Another motivation, that we may or may not want to mention here, is the ability to perform some validation on a set of transactions. For example, AtomicAggregator doesn't actually aggregate signatures (each account still validates its own) but enforces a relation between the transactions.
This could be a powerful tool for intents, CoW swaps, etc. but it makes "aggregation" a bit of a misnomer - it's a hack that uses the aggregation subtype for a different use case.
There was a problem hiding this comment.
this is a strange beast. it seems completely unrelated to the account. you require a "protocol" (e.g in account signature) for a wallet to sign its "agreement" for the userop placement.

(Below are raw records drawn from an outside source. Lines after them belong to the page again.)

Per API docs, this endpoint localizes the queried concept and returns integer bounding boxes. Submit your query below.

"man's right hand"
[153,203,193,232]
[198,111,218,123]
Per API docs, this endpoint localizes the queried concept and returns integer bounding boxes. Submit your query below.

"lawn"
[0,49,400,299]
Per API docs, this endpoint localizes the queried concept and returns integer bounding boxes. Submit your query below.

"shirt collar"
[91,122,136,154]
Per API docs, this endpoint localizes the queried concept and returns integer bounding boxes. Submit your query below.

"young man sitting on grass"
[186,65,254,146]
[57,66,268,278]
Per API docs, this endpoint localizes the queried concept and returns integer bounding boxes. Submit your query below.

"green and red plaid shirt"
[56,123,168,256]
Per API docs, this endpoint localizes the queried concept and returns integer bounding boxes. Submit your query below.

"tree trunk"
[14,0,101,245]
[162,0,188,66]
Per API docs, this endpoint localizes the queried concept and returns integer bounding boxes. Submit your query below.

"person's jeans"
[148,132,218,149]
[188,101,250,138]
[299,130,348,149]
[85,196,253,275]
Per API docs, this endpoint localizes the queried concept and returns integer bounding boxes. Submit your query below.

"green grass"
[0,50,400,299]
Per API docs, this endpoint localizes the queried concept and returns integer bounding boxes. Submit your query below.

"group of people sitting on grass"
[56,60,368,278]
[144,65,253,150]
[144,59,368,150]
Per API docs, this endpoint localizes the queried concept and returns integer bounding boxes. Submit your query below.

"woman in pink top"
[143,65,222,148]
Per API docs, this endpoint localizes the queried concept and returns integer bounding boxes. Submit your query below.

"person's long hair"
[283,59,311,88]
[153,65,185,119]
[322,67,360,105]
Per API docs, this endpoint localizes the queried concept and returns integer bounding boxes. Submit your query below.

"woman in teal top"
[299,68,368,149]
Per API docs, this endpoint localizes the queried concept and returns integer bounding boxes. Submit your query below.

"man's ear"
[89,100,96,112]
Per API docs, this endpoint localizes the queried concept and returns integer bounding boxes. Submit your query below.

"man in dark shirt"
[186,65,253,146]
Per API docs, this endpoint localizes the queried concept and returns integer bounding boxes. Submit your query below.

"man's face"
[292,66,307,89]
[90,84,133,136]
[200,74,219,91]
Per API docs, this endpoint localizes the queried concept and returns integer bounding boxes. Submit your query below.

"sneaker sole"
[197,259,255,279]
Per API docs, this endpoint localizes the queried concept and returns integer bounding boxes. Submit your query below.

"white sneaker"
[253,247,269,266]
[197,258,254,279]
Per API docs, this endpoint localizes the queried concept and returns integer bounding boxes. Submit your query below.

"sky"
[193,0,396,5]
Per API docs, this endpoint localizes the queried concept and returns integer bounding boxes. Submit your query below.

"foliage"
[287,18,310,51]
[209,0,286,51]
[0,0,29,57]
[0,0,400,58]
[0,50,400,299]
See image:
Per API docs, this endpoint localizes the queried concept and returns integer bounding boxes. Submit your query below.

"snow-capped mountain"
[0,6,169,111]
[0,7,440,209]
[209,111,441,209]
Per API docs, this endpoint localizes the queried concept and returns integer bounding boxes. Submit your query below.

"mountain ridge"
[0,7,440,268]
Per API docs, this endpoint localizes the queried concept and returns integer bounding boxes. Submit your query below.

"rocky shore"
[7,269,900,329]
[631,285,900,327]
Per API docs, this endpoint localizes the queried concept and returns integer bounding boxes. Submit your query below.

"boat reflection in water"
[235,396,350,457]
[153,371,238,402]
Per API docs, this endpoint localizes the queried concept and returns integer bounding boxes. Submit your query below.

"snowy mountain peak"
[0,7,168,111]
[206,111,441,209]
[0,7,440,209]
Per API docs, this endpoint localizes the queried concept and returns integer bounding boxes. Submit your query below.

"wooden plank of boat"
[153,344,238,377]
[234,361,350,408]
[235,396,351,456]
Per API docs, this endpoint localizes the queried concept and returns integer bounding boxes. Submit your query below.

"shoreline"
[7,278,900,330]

current definition is that the account leaves all is signature checking to that external entity, and this is a use-case where the account checks itself.
There was a problem hiding this comment.
@yoavw , do you still thikn we should mention the AtomicAggregator here?
There was a problem hiding this comment.
Yes, a strange beast and not related to signature aggregation (or account validation). The account would be validating as usual, just returning an aggregator for a different purpose. But I think it's a valid use case that could enhance intent protocols, for which there seems to be a lot of demand. An intent solver could benefit from being able to atomically bundle a set of transactions. And it doesn't require changing anything in the RIP - just renaming aggregator to something more inclusive. Intent protocols will probably use it that way even if it's called aggregator.
|
|
||
| ### Execution layer validity of a block with aggregated transactions included | ||
|
|
||
| The `validateAccountAbstractionTransaction` function's logic is not modified compared to RIP-7560. |
There was a problem hiding this comment.
Except for retSender having to include the aggregator's address.
| Therefore, the gas cost of the aggregated validation transaction is evenly divided by the number of transactions it | ||
| validates and is added to each aggregated transaction's gas cost. |
There was a problem hiding this comment.
This incentivizes the builder to make aggregated batches small (e.g. batches of 1 transaction). It's a zero-sum game - the more the user pays, the more the builder earns. And in the current model the user has no say in this.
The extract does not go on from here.